His gaze flicked over Chrissy briefly.
“And some of you failed spectacularly.”
Fourteen stiffened like someone had prodded her spine with a cattle prod.
“I told you — she dropped the vase on purpose?—”
“No,” Henry said, voice like a razor wrapped in satin, “you struck one of my staff, Amelia, in the face. And for that, you are eliminated.”
She sputtered, indignant, but two security guards had already appeared at her elbows.
“Mr. Stonewood will hear about this!” she tried. “I’m sure he would agree?—”
“He was watching,” Henry said, each word a nail hammered into her coffin. “He saw everything, and I can assure you he doesn’t agree with anything about you.”
My jaw clenched. I hadn’t just watched. I’d wanted to break her nose myself. No one touched my staff. No one touched my people. And no one — not one goddamn person — hurt someone in my house and walked away smiling.
The guards escorted her out and the remaining contestants shifted uneasily.
Good.
Fear made them manageable.
Henry let the silence settle, then continued.
“One of you,” he said, and now his tone shifted, subtle, but unmistakable, “took responsibility for damage she didn’t cause. She shielded the staff with no thought for herself.”

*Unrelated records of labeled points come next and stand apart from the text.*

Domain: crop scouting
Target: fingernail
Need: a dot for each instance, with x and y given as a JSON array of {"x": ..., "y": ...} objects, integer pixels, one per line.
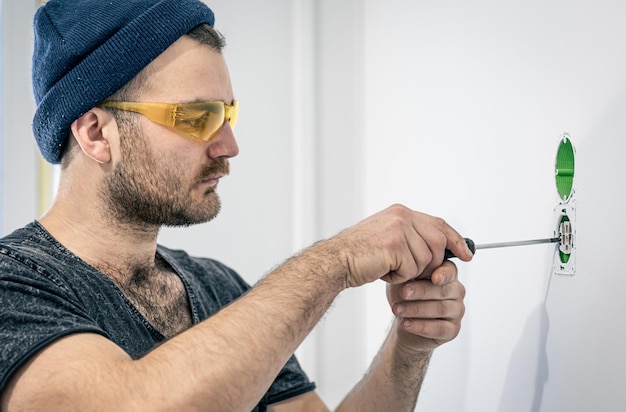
[{"x": 408, "y": 291}]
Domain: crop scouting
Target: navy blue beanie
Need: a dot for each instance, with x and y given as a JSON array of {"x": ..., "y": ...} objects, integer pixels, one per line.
[{"x": 86, "y": 50}]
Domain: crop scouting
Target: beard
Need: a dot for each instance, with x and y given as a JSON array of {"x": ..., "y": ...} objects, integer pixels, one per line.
[{"x": 144, "y": 190}]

Chrissy froze. Every cell in her body telegraphed tension. Shame. Pride. Fear.
And under all of it, something she didn’t want to name, something I knew intimately.

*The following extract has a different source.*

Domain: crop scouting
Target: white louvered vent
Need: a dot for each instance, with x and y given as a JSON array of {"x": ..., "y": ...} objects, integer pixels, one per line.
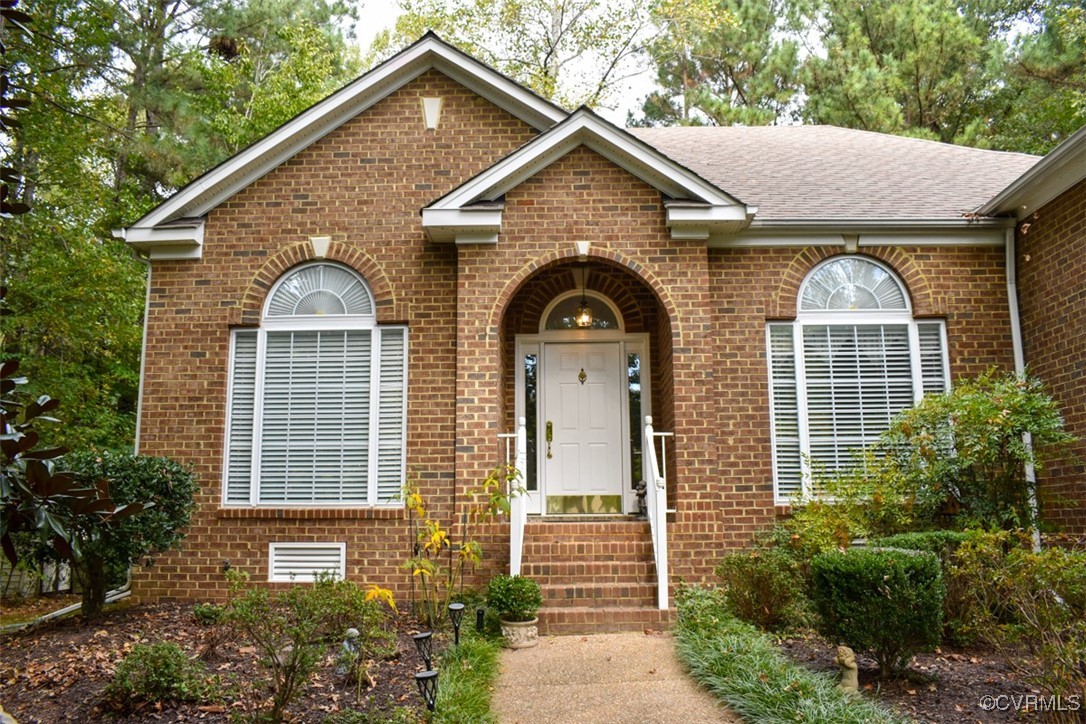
[{"x": 301, "y": 561}]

“She proved herself willing to accept consequences,” Henry said. “Willing to be accountable. Willing to protect those with less power than she has.”
A murmur broke through the room.
I kept my face blank, Jacob’s face, but inside? I burned with pride.
Because she didn’t do it for whoever might be watching. She didn’t do it to impress me, and she didn’t do it because it was strategic.
She did it because it was who she was.
And Chrissy Jones had no idea that for a man like me — a man who’d only ever seen loyalty when it was bought, aside from Henry — that was the most dangerous thing she could’ve shown me.
Henry straightened.
“Number Eighteen remains in the Game.”
Chrissy exhaled shakily, her shoulders dropping a fraction. She didn’t look at me.
Smart girl.
Because if she had, she would’ve seen something she wasn’t ready to understand yet. I wasn’t furious with her for taking the blame. I wasn’t disappointed. I wasn’t planning to punish her because she’d embarrassed me.
I was planning to punish her because she’d made me feel something and I was powerless to stop myself.
Desire. Interest. Protectiveness. Possession.
She’d thrown herself on a sword that was never pointed at her and dared me to decide what she was worth… and I intended to show her.